Generate random passwords, Diceware and EFF passphrases with RandPass
Never use common words, names, your date of birth, anniversary, etc as your passwords for any of your accounts. A good way to minimize the risk of your login being compromised is by using unique passwords for every account.
It's not enough to ensure that the credentials are different per-site, you also need to make sure they are strong passwords (non-guessable). But it's easier said than done. Some websites may have rules that require you to use a password greater than 6 characters, include special characters, use capital and small letters, or numbers.
Thinking up a strong password is tricky business. You may inadvertently use similar letters or combinations for multiple accounts. The easiest method to prevent this, is to use a password manager. Most password managers have a built-in random password generator. But, not everyone may want to rely on a password manager, especially privacy conscious users who don't want to use an online password manager. If you're such a person, but still want to use strong passwords, you may want to give RandPass a try (or a local password manager such as KeePass).
It is a freeware tool that can be used to generate random passwords. You have options to set up the generation process to meet your requirements. RandPass has a user-friendly interface that comprises a menu bar, two tabs and a blank panel on the right-hand side of the window. The Characters tab is what you'll be using to generate the passwords. You can set the length of the passwords, and the program lets you choose between 1-1000 letters/characters. By default, it will generate passwords which are 10 characters long.
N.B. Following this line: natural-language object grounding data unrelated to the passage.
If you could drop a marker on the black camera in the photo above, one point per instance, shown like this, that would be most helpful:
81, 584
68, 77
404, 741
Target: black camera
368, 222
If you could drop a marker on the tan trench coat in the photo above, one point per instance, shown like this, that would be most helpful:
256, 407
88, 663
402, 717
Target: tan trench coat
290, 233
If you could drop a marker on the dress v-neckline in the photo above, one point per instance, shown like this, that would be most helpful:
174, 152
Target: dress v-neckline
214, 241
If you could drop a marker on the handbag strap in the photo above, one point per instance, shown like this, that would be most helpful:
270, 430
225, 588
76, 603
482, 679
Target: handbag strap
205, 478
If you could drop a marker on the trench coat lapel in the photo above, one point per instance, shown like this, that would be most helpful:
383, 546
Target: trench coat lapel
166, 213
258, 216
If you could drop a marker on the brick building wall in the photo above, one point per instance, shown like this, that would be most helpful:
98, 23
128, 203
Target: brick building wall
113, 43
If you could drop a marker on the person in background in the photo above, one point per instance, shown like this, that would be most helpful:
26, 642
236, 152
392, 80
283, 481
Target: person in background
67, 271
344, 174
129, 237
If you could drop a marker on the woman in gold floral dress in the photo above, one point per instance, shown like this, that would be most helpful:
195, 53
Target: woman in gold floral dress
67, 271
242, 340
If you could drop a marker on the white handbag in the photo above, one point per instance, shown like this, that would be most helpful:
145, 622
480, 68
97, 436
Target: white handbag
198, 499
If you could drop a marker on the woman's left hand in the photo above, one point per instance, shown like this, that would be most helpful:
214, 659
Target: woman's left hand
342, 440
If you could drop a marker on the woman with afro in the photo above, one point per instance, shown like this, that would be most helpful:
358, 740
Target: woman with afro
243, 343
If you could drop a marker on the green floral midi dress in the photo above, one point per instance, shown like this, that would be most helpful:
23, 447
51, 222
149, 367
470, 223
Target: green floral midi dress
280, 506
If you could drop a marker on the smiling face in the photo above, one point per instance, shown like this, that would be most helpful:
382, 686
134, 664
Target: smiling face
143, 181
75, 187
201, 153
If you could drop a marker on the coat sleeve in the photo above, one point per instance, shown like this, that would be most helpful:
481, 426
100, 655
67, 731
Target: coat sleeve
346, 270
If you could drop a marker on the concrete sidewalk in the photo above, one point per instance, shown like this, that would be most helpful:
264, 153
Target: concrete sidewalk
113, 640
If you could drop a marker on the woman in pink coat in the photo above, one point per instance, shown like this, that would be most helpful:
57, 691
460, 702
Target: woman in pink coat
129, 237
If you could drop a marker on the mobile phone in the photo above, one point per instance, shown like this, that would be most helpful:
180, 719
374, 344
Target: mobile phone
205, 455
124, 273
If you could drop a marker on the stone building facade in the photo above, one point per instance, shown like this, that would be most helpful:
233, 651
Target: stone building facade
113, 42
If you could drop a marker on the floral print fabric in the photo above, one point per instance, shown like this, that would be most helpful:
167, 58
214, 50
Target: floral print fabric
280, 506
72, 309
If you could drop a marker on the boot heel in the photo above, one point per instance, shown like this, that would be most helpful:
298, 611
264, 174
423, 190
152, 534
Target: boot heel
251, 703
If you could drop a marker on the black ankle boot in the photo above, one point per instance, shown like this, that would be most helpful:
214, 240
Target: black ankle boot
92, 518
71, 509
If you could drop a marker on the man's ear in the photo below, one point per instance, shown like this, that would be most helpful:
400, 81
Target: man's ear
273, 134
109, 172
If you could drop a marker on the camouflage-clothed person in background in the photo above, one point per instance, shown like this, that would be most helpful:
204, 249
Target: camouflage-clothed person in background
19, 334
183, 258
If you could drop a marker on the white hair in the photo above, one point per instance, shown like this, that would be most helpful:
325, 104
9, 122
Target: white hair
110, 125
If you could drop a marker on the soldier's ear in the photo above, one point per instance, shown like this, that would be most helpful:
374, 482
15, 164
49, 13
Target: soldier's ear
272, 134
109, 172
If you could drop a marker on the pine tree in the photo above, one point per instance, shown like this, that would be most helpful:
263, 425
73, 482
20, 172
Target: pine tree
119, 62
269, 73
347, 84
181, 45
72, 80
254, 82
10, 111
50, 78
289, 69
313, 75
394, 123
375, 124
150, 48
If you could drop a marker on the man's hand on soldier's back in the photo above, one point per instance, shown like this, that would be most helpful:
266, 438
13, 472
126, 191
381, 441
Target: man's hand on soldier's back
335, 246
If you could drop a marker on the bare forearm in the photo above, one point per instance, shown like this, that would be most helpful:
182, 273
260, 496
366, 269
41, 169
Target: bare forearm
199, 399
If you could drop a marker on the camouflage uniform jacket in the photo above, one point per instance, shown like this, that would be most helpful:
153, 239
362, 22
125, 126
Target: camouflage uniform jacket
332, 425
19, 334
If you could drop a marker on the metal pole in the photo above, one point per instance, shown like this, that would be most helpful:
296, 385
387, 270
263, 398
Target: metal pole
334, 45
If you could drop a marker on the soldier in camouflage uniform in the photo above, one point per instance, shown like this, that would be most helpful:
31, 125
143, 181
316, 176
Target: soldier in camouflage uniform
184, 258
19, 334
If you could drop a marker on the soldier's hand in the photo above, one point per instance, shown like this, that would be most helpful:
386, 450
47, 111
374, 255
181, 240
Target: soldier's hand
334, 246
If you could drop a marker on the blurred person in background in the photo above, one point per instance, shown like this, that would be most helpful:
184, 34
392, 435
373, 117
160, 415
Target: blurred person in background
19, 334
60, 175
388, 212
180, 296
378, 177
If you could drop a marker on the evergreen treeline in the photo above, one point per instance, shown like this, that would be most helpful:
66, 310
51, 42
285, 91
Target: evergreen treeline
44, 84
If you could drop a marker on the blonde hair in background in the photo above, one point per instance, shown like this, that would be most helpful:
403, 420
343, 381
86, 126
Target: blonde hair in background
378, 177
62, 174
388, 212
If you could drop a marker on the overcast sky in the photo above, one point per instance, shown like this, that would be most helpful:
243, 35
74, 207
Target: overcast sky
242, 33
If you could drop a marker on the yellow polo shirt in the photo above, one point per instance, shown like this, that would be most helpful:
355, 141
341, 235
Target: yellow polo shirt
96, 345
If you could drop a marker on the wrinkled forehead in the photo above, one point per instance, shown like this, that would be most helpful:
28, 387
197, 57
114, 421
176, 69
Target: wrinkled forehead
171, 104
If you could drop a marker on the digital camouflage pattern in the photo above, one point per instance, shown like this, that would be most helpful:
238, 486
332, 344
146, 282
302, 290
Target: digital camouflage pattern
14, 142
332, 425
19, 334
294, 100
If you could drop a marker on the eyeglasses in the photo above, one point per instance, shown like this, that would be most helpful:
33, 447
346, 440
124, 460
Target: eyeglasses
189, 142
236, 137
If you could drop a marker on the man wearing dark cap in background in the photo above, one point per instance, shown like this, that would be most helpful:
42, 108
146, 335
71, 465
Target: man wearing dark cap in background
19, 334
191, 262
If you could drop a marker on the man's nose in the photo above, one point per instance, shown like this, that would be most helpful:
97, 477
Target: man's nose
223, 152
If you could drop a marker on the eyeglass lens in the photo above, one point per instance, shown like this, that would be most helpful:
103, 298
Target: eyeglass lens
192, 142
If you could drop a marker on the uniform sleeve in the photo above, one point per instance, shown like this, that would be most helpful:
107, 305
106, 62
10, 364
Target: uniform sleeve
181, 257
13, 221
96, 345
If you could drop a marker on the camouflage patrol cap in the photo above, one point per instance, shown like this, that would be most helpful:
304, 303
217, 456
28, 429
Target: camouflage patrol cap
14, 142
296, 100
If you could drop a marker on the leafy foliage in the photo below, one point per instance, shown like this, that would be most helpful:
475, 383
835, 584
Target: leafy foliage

You may toggle the options to include lower case, upper case letters, digits, double probability of digits. Unlike most password generator tools, RandPass allows you to use custom characters. Enable the option and type in any special character that you want, in the box next to it.
The custom format option in the program has three formats to choose from: 4-*-4, 2-*-*-2, and 8-4-4-4-12. The numbers represent the length of characters, the hyphen acts as a delimiter, and the asterisk adds more characters. The number of characters added by the asterisk depends on the password length that you have chosen.
If you've chosen a 10 letter password, 4-*-4 will generate 4 characters, a hyphen, 2 more letters, another hyphen and 4 more letters, making for a total of 10 characters not counting the hyphens. For e.g. 2*&5-6z-*C$3. Similarly, 2-*-*-2 gives you 2-4-4-2 for a total of 10, and so on.
The last option you need to set up in RandPass is the total number of random passwords to be generated at the same time. For e.g. 5, hit the "Generate Passwords" button when you're ready, and the program will display the randomly generated passwords in the pane on the right. It is a text box, and hence selectable. Copy and paste the passwords to your password manager, user-login page, etc, and use them.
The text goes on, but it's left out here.